A road leading to gates to with trees on the right and houses on the left.

Changing

I’m six months into a new job. My father’s house is for sale. My son is living in Australia. My daughter is gearing up for GCSEs next year. My wife and I are looking at each other and thinking, this is the time we’ve been waiting for, and yet neither of us have clear plans. Her father died at the end of last year. She has a new job. There hasn’t been time to think about the bigger picture.

I’m writing (and reading) fiction again. I might have arthritis in my hips. I’ve set up a YouTube channel and restarted my Patreon account. A friend from university who I haven’t seen in twenty years died. I’ve finally established a meditation habit. The arthritis (if that’s what is is) might mean giving up my ideas of playing tennis again. There are opportunities and restrictions all around. The snowball is rolling and keeps getting bigger and faster. There is a wall ahead, but it’s out of sight, several decades away, or coming into sight this year, I don’t know.

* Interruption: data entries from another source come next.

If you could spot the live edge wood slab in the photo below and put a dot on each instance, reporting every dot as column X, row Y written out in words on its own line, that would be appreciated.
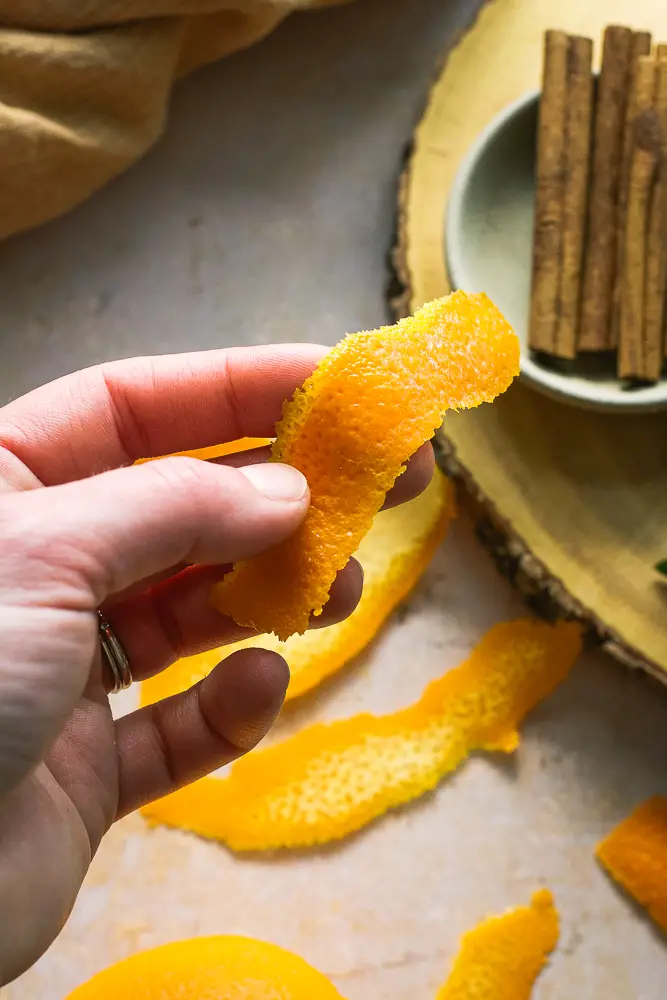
column 572, row 504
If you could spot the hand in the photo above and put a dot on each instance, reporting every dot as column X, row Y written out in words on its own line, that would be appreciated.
column 80, row 530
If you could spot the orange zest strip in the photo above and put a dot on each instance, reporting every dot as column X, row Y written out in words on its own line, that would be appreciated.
column 502, row 957
column 394, row 554
column 216, row 450
column 213, row 968
column 329, row 780
column 635, row 855
column 350, row 429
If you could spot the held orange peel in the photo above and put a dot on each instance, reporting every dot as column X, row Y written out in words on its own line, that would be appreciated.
column 635, row 855
column 393, row 554
column 215, row 451
column 328, row 781
column 370, row 404
column 503, row 956
column 212, row 968
column 499, row 960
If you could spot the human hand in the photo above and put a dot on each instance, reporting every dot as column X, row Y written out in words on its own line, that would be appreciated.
column 80, row 530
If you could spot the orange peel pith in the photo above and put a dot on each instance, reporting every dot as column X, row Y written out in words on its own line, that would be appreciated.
column 329, row 780
column 216, row 450
column 393, row 554
column 214, row 968
column 502, row 957
column 635, row 855
column 350, row 429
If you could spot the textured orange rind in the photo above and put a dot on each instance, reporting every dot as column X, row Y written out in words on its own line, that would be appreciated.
column 213, row 968
column 328, row 781
column 393, row 554
column 350, row 429
column 502, row 957
column 499, row 960
column 635, row 855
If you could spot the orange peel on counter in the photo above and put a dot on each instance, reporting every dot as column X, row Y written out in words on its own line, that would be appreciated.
column 635, row 855
column 394, row 554
column 211, row 968
column 351, row 428
column 499, row 960
column 330, row 780
column 502, row 957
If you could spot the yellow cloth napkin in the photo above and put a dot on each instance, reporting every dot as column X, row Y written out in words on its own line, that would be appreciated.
column 85, row 85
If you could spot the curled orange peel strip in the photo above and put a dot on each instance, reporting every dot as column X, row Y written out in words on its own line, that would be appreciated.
column 216, row 450
column 502, row 957
column 329, row 780
column 212, row 968
column 350, row 429
column 635, row 855
column 393, row 554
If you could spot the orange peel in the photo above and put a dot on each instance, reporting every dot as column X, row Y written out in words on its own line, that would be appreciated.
column 635, row 855
column 216, row 450
column 213, row 968
column 328, row 781
column 502, row 957
column 369, row 405
column 393, row 554
column 499, row 960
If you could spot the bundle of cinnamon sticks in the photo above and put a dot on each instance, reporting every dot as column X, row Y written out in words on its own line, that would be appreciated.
column 600, row 241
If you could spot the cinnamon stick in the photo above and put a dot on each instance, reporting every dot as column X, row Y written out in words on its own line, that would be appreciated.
column 547, row 242
column 596, row 307
column 656, row 271
column 578, row 120
column 637, row 359
column 640, row 46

The stakes feel higher. I’m in my fifties. This is natural. (I tell myself this.) People can die young, much younger than I am now, so my anxiety is laced with gratitude. I have a chance to take everything I’ve experienced, all the lessons I’ve learned, away from the pressures of establishing a home, a career, and raising children, to see what’s possible in the time I have left. I might have forty more years. I might have one. I don’t know. None of us knows.